United States District Court, E.D. California

April 27, 2015

JOSEPH BIVINS, Plaintiff,
v.
R. HILL, et al., Defendants.

ORDER

EDMUND F. BRENNAN, Magistrate Judge.

Plaintiff Joseph Bivins is a state prisoner proceeding without counsel in an action brought under 42 U.S.C. § 1983.[1] He seeks leave to proceed in forma pauperis. See 28 U.S.C. § 1915(a). For the reasons explained below, the court finds that plaintiff has not demonstrated he is eligible to proceed in forma pauperis.

A prisoner may not proceed in forma pauperis:

if the prisoner has, on 3 or more prior occasions, while incarcerated or detained in any facility, brought an action or appeal in a court of the United States that was dismissed on the grounds that it is frivolous, malicious, or fails to state a claim upon which relief may be granted, unless the prisoner is under imminent danger of serious physical injury.

28 U.S.C. § 1915(g).
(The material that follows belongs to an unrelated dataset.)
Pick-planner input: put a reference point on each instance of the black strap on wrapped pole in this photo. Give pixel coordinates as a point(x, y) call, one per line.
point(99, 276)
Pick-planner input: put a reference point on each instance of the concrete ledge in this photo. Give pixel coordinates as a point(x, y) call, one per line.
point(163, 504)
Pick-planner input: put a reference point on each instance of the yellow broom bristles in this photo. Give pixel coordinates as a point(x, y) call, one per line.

Court records reflect that on at least three prior occasions, plaintiff has brought actions while incarcerated that were dismissed as frivolous, malicious, or for failure to state a claim upon which relief may be granted. See (1) Bivins v. Richmond Police Dep't, No. 3:00-cv-0047-TEH, 2000 U.S. Dist. LEXIS 545 (N.D. Cal. Jan. 14, 2000) (§ 1915A screening order dismissing action as untimely, citing Franklin v. Murphy, 745 F.2d 1221, 1228 (9th Cir. 1984))[2]; (2) Bivins v. Contra Costa City, No. C 08-cv-2570-MHP, 2009 U.S. Dist. LEXIS 56696 (N.D. Cal. June 30, 2009) (order dismissing action for failure to state a claim); and (3) Bivins v. Martinez County Jail, No. 3:11-cv-2673-JW (N.D. Cal. Jan. 19, 2012) (order dismissing action as duplicative and frivolous).

The section 1915(g) exception applies if the complaint makes a plausible allegation that the prisoner faced "imminent danger of serious physical injury" at the time of filing. 28 U.S.C. § 1915(g); Andrews v. Cervantes, 493 F.3d 1047, 1055 (9th Cir. 2007). For the exception to apply, the court must look to the conditions the "prisoner faced at the time the complaint was filed, not at some earlier or later time." Andrews, 493 F.3d at 1053, 1056 (requiring that prisoner allege "an ongoing danger" to satisfy the imminency requirement). Courts need "not make an overly detailed inquiry into whether the allegations qualify for the exception." Id. at 1055.

Here, plaintiff alleges that in February of 2013, another inmate attacked him. As a result, plaintiff was allegedly placed in administrative segregation and issued a rules violation report. Plaintiff claims to have been denied due process in the related disciplinary proceedings. He also claims that in early 2014, he was denied adequate medical treatment for his hepatitis C, but that he was then transferred to another prison. He further claims that he has been denied access to the courts because many of his administrative appeals have been "blocked."

Plaintiff's allegations do not demonstrate that he suffered from an ongoing or imminent danger of serious physical injury at the time he filed his complaint. Thus, the imminent danger exception does not apply. Plaintiff's application for leave to proceed in forma pauperis must therefore be denied pursuant to § 1915(g).

Accordingly, it is hereby ORDERED that

1. Plaintiff's application to proceed in forma pauperis (ECF No. 2) is denied; and

2. This action is dismissed without prejudice to re-filing upon pre-payment of the $400 filing fee.